Following is the start of a table to show the grammar tokens that have
action methods and their resulting `.ast` values.

| Actions method           | `made` (`ast`) value 
| ---                      | ---            
| pod_textcontent          | 
| pod_block:sym\<delimited> | QAST node [instance of Pod::Heading] 
| pod_block:sym\<delimited> | QAST node [instance of Pod::Item] 
| pod_block:sym\<delimited> | QAST node [instance of Pod::Defn] 
| pod_block:sym\<delimited> | QAST node [instance of Pod::Block::Named] 
| pod_content:sym\<block>   | $<pod_block>.ast;
| pod_content_toplevel     | $<pod_block>.ast

## :numbered aliasing

S26 allows for the '#' character (Unicode name **NUMBER SIGN**), as
the first word in a block, to turn on the **:numbered** %config key;
in that case the '#' will be removed from the data.  The user can
allow a '#' to be recognized as data by either (1) setting the %config
numbered key to false, typically with the **:!numbered** form, or (2)
using the **V** formatting code around the '#' in the data like this:
**V<#>**.

Proper handling of this feature requires changing the block's %config
hash after the block data have been parsed or possibly changing the
parsing of the first block data word due to the presence of
**:!numbered** in the %config hash. Another problem is how to handle
duplicate or incompatible %config keys and values.

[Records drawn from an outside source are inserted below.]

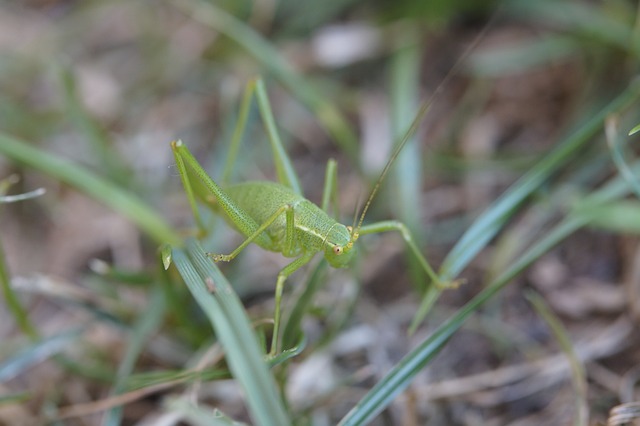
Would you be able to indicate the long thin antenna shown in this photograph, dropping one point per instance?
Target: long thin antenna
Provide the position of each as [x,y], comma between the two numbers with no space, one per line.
[418,119]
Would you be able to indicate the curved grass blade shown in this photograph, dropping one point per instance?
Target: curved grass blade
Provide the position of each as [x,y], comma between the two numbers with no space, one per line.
[92,185]
[491,221]
[148,322]
[38,352]
[215,296]
[399,378]
[200,416]
[273,60]
[13,301]
[615,144]
[578,374]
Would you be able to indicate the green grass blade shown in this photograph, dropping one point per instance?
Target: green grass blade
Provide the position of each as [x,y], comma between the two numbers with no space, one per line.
[615,143]
[38,352]
[577,368]
[12,301]
[401,375]
[246,361]
[148,322]
[200,416]
[399,378]
[271,58]
[92,185]
[490,222]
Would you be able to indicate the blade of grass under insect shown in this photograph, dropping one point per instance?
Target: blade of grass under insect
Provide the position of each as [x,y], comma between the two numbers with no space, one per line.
[92,185]
[22,197]
[12,301]
[199,415]
[399,378]
[272,59]
[405,81]
[245,359]
[148,322]
[622,216]
[154,378]
[615,144]
[577,368]
[14,398]
[38,352]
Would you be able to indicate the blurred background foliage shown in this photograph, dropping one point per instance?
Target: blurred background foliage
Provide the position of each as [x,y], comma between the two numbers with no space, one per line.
[92,92]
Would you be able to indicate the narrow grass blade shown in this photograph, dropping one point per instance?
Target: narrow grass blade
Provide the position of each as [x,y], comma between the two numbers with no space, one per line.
[12,301]
[38,352]
[200,416]
[272,59]
[615,144]
[215,296]
[148,322]
[577,368]
[22,197]
[399,378]
[490,222]
[92,185]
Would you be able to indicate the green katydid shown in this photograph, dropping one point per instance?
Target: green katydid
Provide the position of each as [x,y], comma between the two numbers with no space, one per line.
[278,218]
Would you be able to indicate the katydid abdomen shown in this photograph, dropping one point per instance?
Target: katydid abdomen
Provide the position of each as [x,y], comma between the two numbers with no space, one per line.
[312,226]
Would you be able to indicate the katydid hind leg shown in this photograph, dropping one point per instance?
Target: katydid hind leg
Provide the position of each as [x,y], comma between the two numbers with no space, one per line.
[189,168]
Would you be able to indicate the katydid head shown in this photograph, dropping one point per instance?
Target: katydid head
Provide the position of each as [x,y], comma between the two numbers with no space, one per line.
[338,246]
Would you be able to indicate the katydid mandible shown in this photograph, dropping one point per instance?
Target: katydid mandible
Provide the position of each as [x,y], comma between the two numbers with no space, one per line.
[277,217]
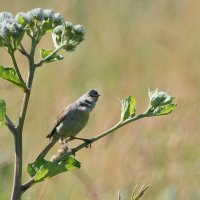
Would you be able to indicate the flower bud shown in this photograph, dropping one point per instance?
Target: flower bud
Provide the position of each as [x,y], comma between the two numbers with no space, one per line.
[159,98]
[37,14]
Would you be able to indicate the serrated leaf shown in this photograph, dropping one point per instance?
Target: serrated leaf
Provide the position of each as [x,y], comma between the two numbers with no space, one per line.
[128,107]
[44,53]
[10,75]
[47,26]
[43,169]
[2,112]
[164,110]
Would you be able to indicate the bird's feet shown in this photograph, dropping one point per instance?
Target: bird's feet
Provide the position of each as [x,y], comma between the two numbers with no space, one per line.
[87,141]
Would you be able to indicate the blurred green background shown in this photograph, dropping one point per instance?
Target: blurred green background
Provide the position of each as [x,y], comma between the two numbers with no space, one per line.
[130,46]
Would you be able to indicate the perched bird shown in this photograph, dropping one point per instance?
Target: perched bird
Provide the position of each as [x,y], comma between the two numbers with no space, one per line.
[72,120]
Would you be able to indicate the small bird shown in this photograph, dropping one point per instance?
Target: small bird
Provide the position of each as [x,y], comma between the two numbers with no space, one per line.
[72,120]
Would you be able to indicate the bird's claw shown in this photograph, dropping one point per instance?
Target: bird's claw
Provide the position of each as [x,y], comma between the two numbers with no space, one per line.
[73,151]
[88,143]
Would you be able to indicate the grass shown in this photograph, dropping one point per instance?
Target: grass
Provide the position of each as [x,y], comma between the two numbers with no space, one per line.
[129,47]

The easiest case to handle is the abbreviated block which cannot have
explicit %config data and for which the :numbered alias is most
useful. Examples of the abbreviated blocks most likely to use this
option are the **=item**, **=head**, and **=defn** types.

The '#' turns on the **:numbered** configuration in all these cases:

```
=item # foo bar

=item #
foo bar

=item
#
foo bar
```

Following are examples of situations in other block types that are
not good practice but have to be handled gracefully:

```
=for para :!numbered
# foo bar
```

The **:!numbered** is interpreted to mean accepting the '#' as part of
block data.

```
=for para :numbered
# foo bar
```

The '#' means the same as the **:numbered** option: the renderer
should number the paragraph and the two **:numbered** keys (one
explict and one implicit) are redundant.